Working out

Learn to row

Learn the four phases of a rowing stroke to maximize efficiency, power, and smooth technique on your WaterRower for a full-body workout.

Learn the four phases of a rowing stroke to maximize efficiency, power, and smooth technique on your WaterRower for a full-body workout.

The Four Phases of a Rowing Stroke

Rowing on a WaterRower is a full-body workout, where the water tank mimics the resistance and feel of rowing on real water. Although it may seem like an upper-body activity, the power behind each stroke comes primarily from your legs, balancing the movement with your core and arms.

Each stroke consists of four distinct phases, the Catch, Drive, Finish, and Recovery, each phase plays an important role in rowing a smooth and efficient stroke.

  1. Catch: The stroke starts with you sliding forward on the seat, knees bent, and arms extended. With a firm, wide grip on the handle, you prepare to apply power. This step lays the foundation for a powerful and effective stroke.
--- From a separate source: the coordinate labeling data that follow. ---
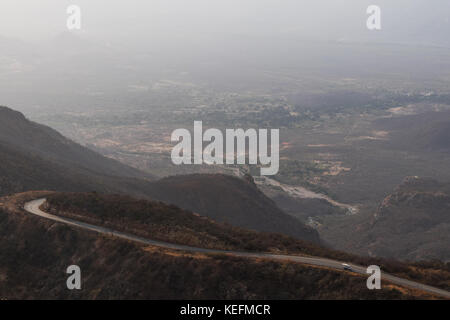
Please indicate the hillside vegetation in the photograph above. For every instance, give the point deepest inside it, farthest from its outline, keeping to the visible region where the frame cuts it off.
(34, 254)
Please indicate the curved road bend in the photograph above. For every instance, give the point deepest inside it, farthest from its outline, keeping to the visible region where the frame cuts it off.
(33, 207)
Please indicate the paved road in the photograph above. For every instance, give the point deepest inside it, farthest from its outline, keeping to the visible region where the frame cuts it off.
(33, 207)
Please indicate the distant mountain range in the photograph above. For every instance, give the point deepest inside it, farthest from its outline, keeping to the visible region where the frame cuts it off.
(36, 157)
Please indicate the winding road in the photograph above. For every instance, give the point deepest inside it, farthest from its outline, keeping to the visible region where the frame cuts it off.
(33, 207)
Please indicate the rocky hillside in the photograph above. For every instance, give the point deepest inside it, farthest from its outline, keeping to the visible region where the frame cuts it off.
(413, 222)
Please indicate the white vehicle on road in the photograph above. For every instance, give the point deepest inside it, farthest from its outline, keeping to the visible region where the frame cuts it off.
(347, 267)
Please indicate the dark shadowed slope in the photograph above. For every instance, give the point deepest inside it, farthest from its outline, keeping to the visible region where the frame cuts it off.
(413, 222)
(32, 138)
(229, 199)
(35, 157)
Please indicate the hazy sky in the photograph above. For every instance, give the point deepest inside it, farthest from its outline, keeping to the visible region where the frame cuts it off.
(408, 20)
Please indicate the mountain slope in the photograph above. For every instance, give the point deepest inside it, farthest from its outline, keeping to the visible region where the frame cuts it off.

  2. Drive: The motion begins with a strong push from your legs, transferring force through your body to the handle. As your legs straighten, your torso leans back slightly. After that your arms pull the handle towards your chest. This phase is where you generate the most power. If your knees are in the way, focus more on stretching your legs before puling the handle.
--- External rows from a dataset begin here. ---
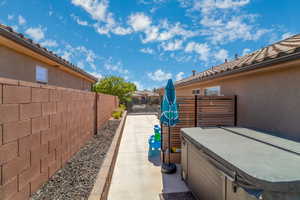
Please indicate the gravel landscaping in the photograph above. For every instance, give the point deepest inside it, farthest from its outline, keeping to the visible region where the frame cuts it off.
(76, 179)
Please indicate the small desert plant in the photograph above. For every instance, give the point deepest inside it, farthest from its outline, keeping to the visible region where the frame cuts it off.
(117, 114)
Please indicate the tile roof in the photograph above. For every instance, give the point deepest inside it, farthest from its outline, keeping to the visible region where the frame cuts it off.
(147, 93)
(278, 51)
(8, 32)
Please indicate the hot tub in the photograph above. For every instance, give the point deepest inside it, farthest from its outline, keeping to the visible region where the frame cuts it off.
(240, 164)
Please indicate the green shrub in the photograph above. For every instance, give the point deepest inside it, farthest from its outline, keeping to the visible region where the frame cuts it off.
(117, 114)
(122, 107)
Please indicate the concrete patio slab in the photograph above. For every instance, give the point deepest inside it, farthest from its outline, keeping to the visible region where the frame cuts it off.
(136, 175)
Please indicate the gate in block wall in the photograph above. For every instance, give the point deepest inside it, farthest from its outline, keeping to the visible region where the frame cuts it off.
(200, 111)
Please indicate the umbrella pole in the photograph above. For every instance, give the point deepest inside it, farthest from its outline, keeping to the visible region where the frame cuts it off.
(169, 145)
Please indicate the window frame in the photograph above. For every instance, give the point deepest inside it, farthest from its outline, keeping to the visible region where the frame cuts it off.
(41, 71)
(213, 87)
(196, 91)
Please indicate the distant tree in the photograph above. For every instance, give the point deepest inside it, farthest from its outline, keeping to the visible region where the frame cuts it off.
(116, 86)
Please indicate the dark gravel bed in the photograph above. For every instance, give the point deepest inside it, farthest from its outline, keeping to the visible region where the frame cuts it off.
(76, 179)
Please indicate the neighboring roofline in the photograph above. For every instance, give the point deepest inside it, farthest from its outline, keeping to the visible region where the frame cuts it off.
(18, 38)
(255, 66)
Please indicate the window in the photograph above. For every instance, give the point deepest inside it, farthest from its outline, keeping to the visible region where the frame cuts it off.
(41, 74)
(212, 91)
(196, 91)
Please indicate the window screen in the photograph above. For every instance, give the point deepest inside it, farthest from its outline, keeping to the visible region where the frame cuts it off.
(212, 91)
(41, 74)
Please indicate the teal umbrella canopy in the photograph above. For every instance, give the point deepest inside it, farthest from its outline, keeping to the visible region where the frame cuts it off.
(169, 113)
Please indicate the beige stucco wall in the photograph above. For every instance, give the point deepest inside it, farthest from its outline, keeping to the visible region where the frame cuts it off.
(268, 100)
(21, 67)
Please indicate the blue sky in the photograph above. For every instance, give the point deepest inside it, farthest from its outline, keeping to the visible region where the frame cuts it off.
(150, 41)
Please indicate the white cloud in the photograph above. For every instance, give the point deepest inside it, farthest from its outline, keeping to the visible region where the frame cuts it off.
(159, 75)
(15, 27)
(246, 51)
(202, 49)
(221, 55)
(97, 75)
(21, 20)
(147, 50)
(286, 35)
(89, 54)
(10, 17)
(151, 34)
(233, 29)
(179, 76)
(172, 30)
(139, 21)
(118, 30)
(67, 55)
(35, 33)
(116, 67)
(172, 46)
(80, 64)
(79, 21)
(97, 9)
(207, 6)
(139, 85)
  3. Finish: As you reach the end of the drive, your body leans slightly backward, and the handle is close to your chest. The force you apply decreases steadily as you complete the stroke. Your arms, core, and legs work together to return the handle smoothly to the starting position, releasing any remaining tension.

  4. Recovery: In the recovery period you will slide back to the starting position. Here you will focus on control and preparation. You extend your arms forward, moving the handle away from your body. As your arms pass your knees, you slide the seat forward, bending your knees and returning to the catch position. Proper rhythm during recovery is key to maintaining efficiency and avoiding spending more energy than necessary. If your knees are in the way at this phase, focus on stretching your arms out before bending your knees.
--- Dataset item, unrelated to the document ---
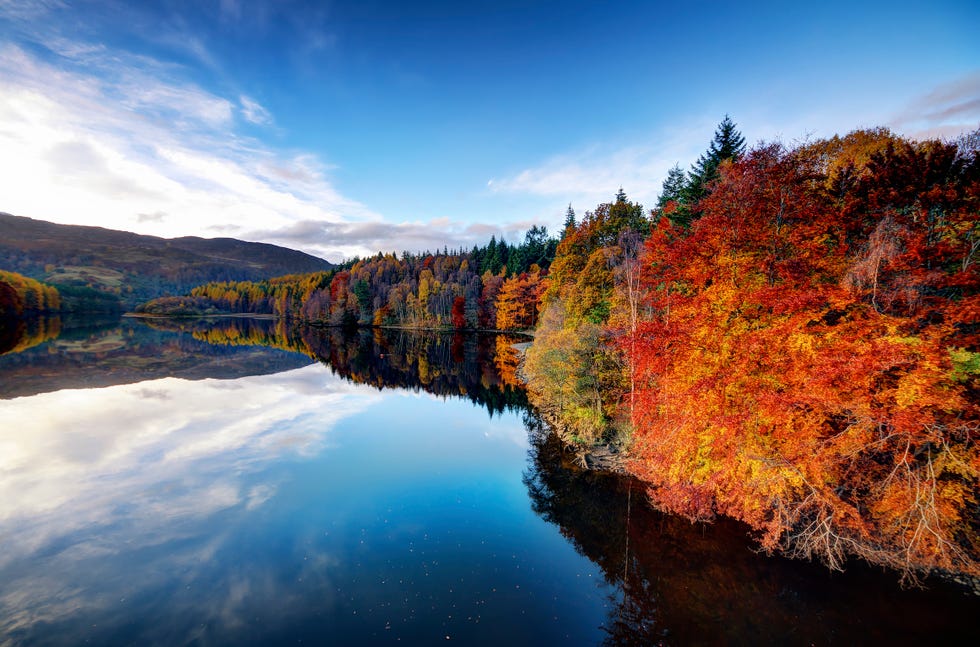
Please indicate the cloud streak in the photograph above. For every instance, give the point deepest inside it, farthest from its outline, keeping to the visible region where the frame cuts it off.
(92, 136)
(367, 238)
(947, 111)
When performed correctly, these phases form a seamless cycle. Focus on smooth transitions and controlled movements to maintain rhythm and minimize wasted energy.

Improving Your Stroke

To improve your rowing stroke, focus on applying more force and increasing stroke length. For more force, drive powerfully with your legs, keeping your core stable and your back straight. Avoid rushing; a steady drive and controlled recovery maximize efficiency. To increase stroke length, reach fully at the catch without over-compressing, and pull the handle firmly to your lower ribs at the finish. Maintain smooth, consistent motions and aim for a full range without straining your body. Strength training and flexibility exercises can also help optimize your rowing technique.